Question

If $z$ be a complex number, then the minimum value of $\left| z-7 \right|+\left| z \right|$ is
(a) $\dfrac{\sqrt{3}-1}{2}$
(b) $-\sqrt{7}$
(c) $\dfrac{7+\sqrt{2}}{2}$
(d) $7$

Answer 1

Hint: Use the property of modulus of complex number,\[\left| {{z}_{1}} \right|+\left| {{z}_{2}} \right|\ge \left| {{z}_{1}}+{{z}_{2}} \right|\ge \left| {{z}_{1}}-{{z}_{2}} \right|\], assume \[{{z}_{1}}=z-7\] and ${{z}_{2}}=z$. This property of modulus of complex numbers is also called triangle inequality property.

Complete answer:

A complex number is a number that can be expressed in the form of $a+ib$, where $a$ and $b$ are real numbers and $i$ is the solution of the equation ${{x}^{2}}=-1$. Because no real number satisfies this equation, $i$is called an imaginary number. For the complex number, $a+ib$, a is called the real part, and b is called the imaginary part. Complex numbers allow solutions to certain equations that have no solutions in real numbers. For any complex number, $z=x+iy$, the absolute value or modulus of $z$ is denoted $\left| z \right|$ and is defined by: \[\left| z \right|=\sqrt{{{x}^{2}}+{{y}^{2}}}\], where $x\text{ and }y$ are the real and imaginary part of $z$ respectively. When the imaginary part $y$ is zero, this coincides with the definition of the absolute value of the real number $x$.

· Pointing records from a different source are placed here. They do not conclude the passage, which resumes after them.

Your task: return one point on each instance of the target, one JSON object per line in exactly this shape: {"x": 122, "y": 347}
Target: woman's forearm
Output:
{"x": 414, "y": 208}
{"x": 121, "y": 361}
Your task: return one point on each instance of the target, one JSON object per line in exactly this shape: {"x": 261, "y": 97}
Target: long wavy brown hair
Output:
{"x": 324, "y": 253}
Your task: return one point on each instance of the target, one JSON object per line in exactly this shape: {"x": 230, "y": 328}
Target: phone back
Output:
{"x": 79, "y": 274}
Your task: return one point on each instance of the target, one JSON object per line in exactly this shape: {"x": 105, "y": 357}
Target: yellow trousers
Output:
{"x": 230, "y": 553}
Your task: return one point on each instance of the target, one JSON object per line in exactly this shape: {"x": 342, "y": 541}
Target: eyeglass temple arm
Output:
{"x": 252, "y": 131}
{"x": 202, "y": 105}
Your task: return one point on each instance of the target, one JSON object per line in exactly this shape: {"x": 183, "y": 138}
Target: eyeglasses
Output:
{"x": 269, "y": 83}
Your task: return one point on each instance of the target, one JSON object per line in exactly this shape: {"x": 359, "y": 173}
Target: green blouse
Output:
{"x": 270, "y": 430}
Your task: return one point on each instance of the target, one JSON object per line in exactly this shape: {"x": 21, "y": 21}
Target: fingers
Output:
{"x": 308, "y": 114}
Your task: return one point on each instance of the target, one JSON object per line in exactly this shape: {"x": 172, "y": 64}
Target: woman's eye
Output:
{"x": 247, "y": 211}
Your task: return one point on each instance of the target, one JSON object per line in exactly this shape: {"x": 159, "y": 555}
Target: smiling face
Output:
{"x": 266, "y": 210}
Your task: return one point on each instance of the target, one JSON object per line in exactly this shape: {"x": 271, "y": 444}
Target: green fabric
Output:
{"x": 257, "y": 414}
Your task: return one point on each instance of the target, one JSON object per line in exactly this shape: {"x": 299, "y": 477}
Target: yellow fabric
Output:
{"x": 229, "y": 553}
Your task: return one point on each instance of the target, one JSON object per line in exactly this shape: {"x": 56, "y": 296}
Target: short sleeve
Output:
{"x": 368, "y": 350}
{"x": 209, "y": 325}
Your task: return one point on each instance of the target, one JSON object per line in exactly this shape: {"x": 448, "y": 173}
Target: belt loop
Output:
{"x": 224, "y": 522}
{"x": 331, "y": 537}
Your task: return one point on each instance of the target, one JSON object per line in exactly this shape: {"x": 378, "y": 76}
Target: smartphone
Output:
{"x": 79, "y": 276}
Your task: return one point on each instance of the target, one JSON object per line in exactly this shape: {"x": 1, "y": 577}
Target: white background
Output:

Now, we come to the question. We have to find the minimum value of complex function given by $\left| z-7 \right|+\left| z \right|$. We know that using triangle inequality we have,\[\left| {{z}_{1}} \right|+\left| {{z}_{2}} \right|\ge \left| {{z}_{1}}+{{z}_{2}} \right|\ge \left| {{z}_{1}}-{{z}_{2}} \right|\], so, minimum value of the function $\left| {{z}_{1}} \right|+\left| {{z}_{2}} \right|$ is $\left| {{z}_{1}}-{{z}_{2}} \right|$.

Therefore, minimum of $\left| z-7 \right|+\left| z \right|$$=\left| (z-7)-z \right|=\left| -7 \right|=7$. Hence, option (d) is the correct answer.

Note: Since modulus of any number is always positive so, $\left| -7 \right|=7$. Don’t get confused that if inside modulus there is a negative number then if we remove modulus the number remains negative. It will always be positive. In other words, we can also say that minima occurs when $z$ becomes zero.